Im Prinzip haben Sie Recht: Transparenz und fundierte Informationen sind die Grundlage für eine vernünftige Entscheidung der Bürger, sei es im Rahmen von Wahlen, sei es bei einem Bürgerentscheid. Ich würde bei Ihrer Kritik nur nicht zu sehr mit dem Finger auf die S21-Gegner zeigen, denn (auch) die Projektbefürworter zeichnen sich nicht dafür aus, sachlich fundiert zu argumentieren. Viele Informationen sind zudem gar nicht öffentlich bekannt - und wurden auch im Rahmen der Schlichtung nicht aufgedeckt. Ihre Argumente lassen sich daher sehr gut auch auf die "andere Seite" anwenden. Es kommt natürlich immer auf die Perspektive an... ;-) Und dass Sie behaupten, das "Horrorszenario" der "Kostenexplosion" sei widerlegt, entlockt mir doch ein Schmunzeln. Sprechen wir uns in 15 Jahren nochmal...

DEZ
16
volker s., 17:17 Uhr

Volksentscheide brauchen mündige Bürger

Da habe ich nach dem was ich dieses Jahr in Stuttgart erlebt habe meine Zweifel, dass die Bürger mündig sind.

DEZ
16
Pit, 16:57 Uhr

Volksentscheide brauchen mündige Bürger

Volksentscheide sind eigentlich eine gute Sache.

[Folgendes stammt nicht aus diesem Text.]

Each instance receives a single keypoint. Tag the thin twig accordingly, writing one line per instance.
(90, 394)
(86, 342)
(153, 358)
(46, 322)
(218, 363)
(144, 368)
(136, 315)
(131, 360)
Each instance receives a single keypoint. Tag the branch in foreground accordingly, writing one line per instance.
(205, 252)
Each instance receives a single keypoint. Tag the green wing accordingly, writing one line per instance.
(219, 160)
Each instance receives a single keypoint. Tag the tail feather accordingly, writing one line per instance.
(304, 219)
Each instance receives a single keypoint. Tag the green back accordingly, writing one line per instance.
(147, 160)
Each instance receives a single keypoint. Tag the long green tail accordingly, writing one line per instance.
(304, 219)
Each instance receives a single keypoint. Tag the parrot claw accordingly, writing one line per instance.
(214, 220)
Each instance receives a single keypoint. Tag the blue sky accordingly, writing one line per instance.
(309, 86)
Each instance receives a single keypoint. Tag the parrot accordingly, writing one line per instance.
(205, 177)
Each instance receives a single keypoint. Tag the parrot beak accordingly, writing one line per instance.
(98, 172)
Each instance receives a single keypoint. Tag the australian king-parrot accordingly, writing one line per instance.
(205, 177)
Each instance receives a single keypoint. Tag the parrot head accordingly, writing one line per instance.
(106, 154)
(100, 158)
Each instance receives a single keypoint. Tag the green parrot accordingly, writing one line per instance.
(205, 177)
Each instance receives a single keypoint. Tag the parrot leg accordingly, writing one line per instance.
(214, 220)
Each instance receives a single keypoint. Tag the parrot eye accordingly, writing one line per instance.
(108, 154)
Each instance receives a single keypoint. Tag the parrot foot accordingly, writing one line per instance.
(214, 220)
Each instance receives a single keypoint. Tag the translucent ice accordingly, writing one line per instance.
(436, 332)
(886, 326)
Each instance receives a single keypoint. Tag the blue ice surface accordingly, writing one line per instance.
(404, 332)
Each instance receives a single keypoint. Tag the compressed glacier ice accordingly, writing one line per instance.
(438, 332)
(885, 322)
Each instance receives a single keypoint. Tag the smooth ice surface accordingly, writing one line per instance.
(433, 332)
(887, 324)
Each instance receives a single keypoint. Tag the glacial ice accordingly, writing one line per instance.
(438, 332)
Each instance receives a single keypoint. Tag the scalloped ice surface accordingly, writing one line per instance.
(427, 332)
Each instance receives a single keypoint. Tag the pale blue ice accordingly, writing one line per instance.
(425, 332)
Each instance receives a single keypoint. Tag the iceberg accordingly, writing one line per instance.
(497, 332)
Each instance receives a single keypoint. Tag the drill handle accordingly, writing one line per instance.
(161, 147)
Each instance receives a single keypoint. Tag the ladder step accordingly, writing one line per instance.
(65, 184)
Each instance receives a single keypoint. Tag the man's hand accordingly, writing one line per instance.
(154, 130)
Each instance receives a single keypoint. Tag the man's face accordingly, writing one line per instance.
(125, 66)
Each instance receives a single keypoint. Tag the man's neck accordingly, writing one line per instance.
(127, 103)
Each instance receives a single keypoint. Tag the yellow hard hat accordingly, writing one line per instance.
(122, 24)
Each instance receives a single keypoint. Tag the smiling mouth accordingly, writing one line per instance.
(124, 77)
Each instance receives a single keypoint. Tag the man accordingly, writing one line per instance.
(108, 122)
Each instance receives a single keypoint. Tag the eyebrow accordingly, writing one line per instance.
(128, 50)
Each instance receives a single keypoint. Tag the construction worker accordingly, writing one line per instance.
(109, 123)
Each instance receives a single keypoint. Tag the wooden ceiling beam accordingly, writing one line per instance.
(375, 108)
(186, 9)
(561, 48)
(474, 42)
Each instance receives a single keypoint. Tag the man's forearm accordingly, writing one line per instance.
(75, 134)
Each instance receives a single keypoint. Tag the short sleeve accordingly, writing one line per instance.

Nur benötigen sie eine sachliche, faire, transparente Diskussion des zur Abstimmung anstehenden Themas. Bei S21 wurde die Stimmung seitens der Projektgegner mit Halbwahrheiten und Unwahrheiten so angeheizt und viele Leute haben ihnen geglaubt bzw. glauben ihnen immer noch. Obwohl viele Horrorszenarien wiederlegt wurden (Kostenexplosion, schwankende Bauten, Eichenpfähle, usw.) beharren viele Leute noch auf ihrer Meinung, dass das alles stimmen würde und alles vertuscht wird. Selbst die Schlichtung und Geissler wird schlecht gemacht: Es kann halt nicht sein, was nicht sein darf - dass eben S21 sooo schlecht und schlimm ist. Soviel Irrationalität verträgt sich nicht mit dem Anspruch bei komplexen Themen entscheiden zu können. Nur da wo ehrliche Diskussionen möglich sind und Fakten zur Kenntnis genommen werden und wo die Bereitschaft besteht, seine Meinung auch mal zu überdenken, nur da kann das Pflänzchen Volksentscheid gedeihen. Nur dort eben, wo die Bürger sich tatsächlich sachlich und neutral links und rechts des Themas informieren wollen. Ansonsten passiert es nämlich, dass der Voksentscheid zum Spielball von Parteien und Gruppen wird, nach dem Motto: "Je besser ich DESinformiere und je laute ich schreie, umso besser sind die Chancen, dass die Leute in meinem Sinne entscheiden". Daher bin ich eher skeptisch, lasse mich aber gerne eines besseren belehren.